Furthermore, the evaluation of evidence regarding the denial of benefits is critical. UNUM's denial was partly based on a discharge report from Dr. Waljii, which noted complications during Ms. Fought's heart bypass surgery, including a narrow and osteoporotic sternum that required complex surgical reinforcement. Post-surgery, she faced significant risks of wound complications, which materialized when she was readmitted for wound care due to sternal dehiscence and a possible infection, ultimately diagnosed as methicillin-resistant Staphylococcus aureus in her bloodstream.

Ms. Fought filed her long-term disability application in June 1999, citing an inability to work due to complications following open-heart surgery for coronary artery disease, including a staph infection. Her hospitalization lasted two months, during which she underwent multiple procedures to address the infection. UNUM's internal review linked her condition to pre-existing severe hypertension and left ventricular hypertrophy, despite acknowledging that the staph infection was not present prior to the surgery. Ms. Fought provided statements from three doctors asserting that the staph infection was unrelated to her coronary artery disease and did not have a preceding history. UNUM contended that these doctors' notes did not establish that the staph infection caused her disability, noting that one doctor attributed her disability to her heart condition. The document emphasizes that conflicting evidence may indicate a reasonable decision by a plan administrator; however, UNUM must provide substantial evidence justifying its denial of benefits. The majority of Ms. Fought's medical records suggest she was recovering well from surgery, with the staph infection identified as the debilitating condition. UNUM failed to present sufficient evidence linking the infection to her pre-existing heart condition and did not conduct an independent evaluation, despite its acknowledged conflict of interest.

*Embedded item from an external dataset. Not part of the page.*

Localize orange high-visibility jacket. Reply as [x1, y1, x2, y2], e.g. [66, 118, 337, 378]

In cases of conflict of interest, the Seventh Circuit mandates that fiduciaries conduct a thorough independent investigation to ensure their actions align with the best interests of plan beneficiaries. Seeking expert advice is a key indicator of such diligence. Relevant case law emphasizes that failing to obtain independent reviews in situations where claims involve uncommon conditions may constitute procedural irregularities. Specifically, in the case involving UNUM, the court found that their denial of benefits lacked substantial evidence, particularly given the conflict of interest. The court ruled that UNUM's reasoning did not adequately connect the claimant's pre-existing condition with the current disability. Consequently, the district court's summary judgment favoring UNUM was reversed, and the case was remanded for further proceedings. The analysis also noted that plan administrators must not disregard reliable evidence, including treating physicians' opinions, but are not required to give them special weight under the law. The terms "arbitrary and capricious" and "abuse of discretion" are treated as synonymous in this legal context.

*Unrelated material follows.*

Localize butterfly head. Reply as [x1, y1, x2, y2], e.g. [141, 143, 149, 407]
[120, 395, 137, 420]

Several circuit courts have recently debated the appropriateness of the "abuse of discretion" versus the "arbitrary and capricious" standards of review in legal cases, with most concluding that the distinction lacks significance. The prevailing consensus adheres to the arbitrary and capricious standard. Reviews from various circuits reveal inconsistencies on how to handle conflicts of interest in fiduciary decisions, with courts suggesting a reduction in deference proportional to the conflict's influence. Notable cases illustrate that while some deference is warranted, it should be adjusted based on the specific circumstances of the conflict. The Third Circuit highlights the awkwardness of labeling the review as a "heightened arbitrary and capricious" standard, noting the ambiguity in how the standard shifts when a conflict is present. Additionally, there is authority indicating that the burden lies with insurers to prove that benefit denials fall within narrowly defined exclusionary clauses, a principle reinforced by ERISA regulations which require plan administrators to demonstrate that claims meet exclusion criteria. The document concludes with a reversal of the district court’s summary judgment in favor of UNUM and vacates the order requiring UNUM to recover its costs from Ms. Fought.